Le ministre de la Santé, Xavier Bertrand, a annoncé aux associations de victimes du Mediator la mise en place d'un fonds public d'indemnisation, a indiqué à l'AFP le président de l'Association d'aide aux victimes du Mediator et de l'Isoméride (AVIM), Dominique Courtois.
Ce fonds concernera "toutes les victimes du Mediator, sans distinctions", a précisé M. Courtois, à l'issue d'un entretien téléphonique entre le ministre et les représentants des associations. Il doit être mis en place avant l'été, a-t-il également indiqué, se félicitant de cette décision réclamée depuis plusieurs mois par l'AVIM. Le ministère de la Santé a pour sa part indiqué qu'un communiqué allait être publié dans la soirée.
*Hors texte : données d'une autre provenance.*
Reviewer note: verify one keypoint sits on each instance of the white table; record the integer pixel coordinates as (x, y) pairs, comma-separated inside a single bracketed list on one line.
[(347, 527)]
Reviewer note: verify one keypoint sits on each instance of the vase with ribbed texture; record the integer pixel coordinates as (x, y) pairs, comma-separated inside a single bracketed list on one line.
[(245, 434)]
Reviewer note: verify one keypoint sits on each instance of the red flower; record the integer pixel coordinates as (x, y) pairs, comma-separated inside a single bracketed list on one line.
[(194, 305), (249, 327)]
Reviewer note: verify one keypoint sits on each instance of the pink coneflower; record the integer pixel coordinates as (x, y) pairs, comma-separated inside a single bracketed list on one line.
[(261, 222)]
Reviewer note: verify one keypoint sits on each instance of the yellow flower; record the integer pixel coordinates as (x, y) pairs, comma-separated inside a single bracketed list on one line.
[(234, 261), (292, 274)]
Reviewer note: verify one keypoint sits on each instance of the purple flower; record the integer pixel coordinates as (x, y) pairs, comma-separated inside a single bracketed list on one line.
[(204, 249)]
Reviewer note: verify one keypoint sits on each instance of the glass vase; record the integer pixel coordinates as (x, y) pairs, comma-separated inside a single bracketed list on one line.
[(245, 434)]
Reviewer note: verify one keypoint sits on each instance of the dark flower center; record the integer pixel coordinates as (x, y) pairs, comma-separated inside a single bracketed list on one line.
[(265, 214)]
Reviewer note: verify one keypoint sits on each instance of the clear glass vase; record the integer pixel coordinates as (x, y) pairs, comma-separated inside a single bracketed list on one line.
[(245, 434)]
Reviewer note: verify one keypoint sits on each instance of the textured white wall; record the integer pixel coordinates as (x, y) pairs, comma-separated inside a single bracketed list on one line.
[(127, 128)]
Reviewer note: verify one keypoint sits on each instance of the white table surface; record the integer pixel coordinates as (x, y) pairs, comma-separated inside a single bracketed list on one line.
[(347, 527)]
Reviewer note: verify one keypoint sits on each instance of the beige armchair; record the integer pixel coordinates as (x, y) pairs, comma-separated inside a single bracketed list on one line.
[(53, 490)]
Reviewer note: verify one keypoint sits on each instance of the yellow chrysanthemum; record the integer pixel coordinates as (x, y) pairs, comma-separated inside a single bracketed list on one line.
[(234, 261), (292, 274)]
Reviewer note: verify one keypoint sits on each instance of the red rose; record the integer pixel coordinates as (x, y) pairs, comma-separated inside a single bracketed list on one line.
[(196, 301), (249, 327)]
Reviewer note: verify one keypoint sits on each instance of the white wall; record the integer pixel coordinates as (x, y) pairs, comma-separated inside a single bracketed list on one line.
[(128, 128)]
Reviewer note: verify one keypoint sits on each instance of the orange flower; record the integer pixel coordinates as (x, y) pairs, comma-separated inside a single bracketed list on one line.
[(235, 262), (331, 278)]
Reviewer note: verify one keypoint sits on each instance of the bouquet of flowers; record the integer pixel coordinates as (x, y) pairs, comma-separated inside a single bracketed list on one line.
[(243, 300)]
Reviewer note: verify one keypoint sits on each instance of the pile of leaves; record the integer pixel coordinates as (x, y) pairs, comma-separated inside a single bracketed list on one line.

L'entretien téléphonique du ministre avec les représentants des associations faisait suite à d'ultimes négociations entre les laboratoires Servier et Claire Fabre, présidente de la Chambre commerciale de la Cour de cassation et chargée par le gouvernement des négociations avec le groupe pharmaceutique fran?ais. Le Mediator aurait fait en 33 ans entre 500 et 2.000 morts, avant d'être retiré du marché fran?ais en novembre 2009. Plusieurs centaines de plaintes ont été déposées dans ce dossier.
bell and ross montres
dimanche 24 avril 2011
lundi 18 avril 2011
Une banque postale anti-braquages
Un bureau de poste en Seine-Saint-Denis a été rénové. La rumeur dit que ce serait pour des raisons de sécurité. Proche d’une grande cité, le bureau en question, qui abrite une Banque postale, a souvent été l’objet de plusieurs braquages. La direction, craignant visiblement d’autres hold-up, a pensé à un nouveau concept pour l’établissement : un bureau sans argent. L’office postal s’est donc refait une beauté : les espaces sont beaucoup plus clairs et accueillant qu’auparavant. On y trouve des stands ci et là (qu’on appelle des ? ilots ?). Et aussi, un employé chargé de diriger les clients en fonction de leurs demandes et opérations à réaliser.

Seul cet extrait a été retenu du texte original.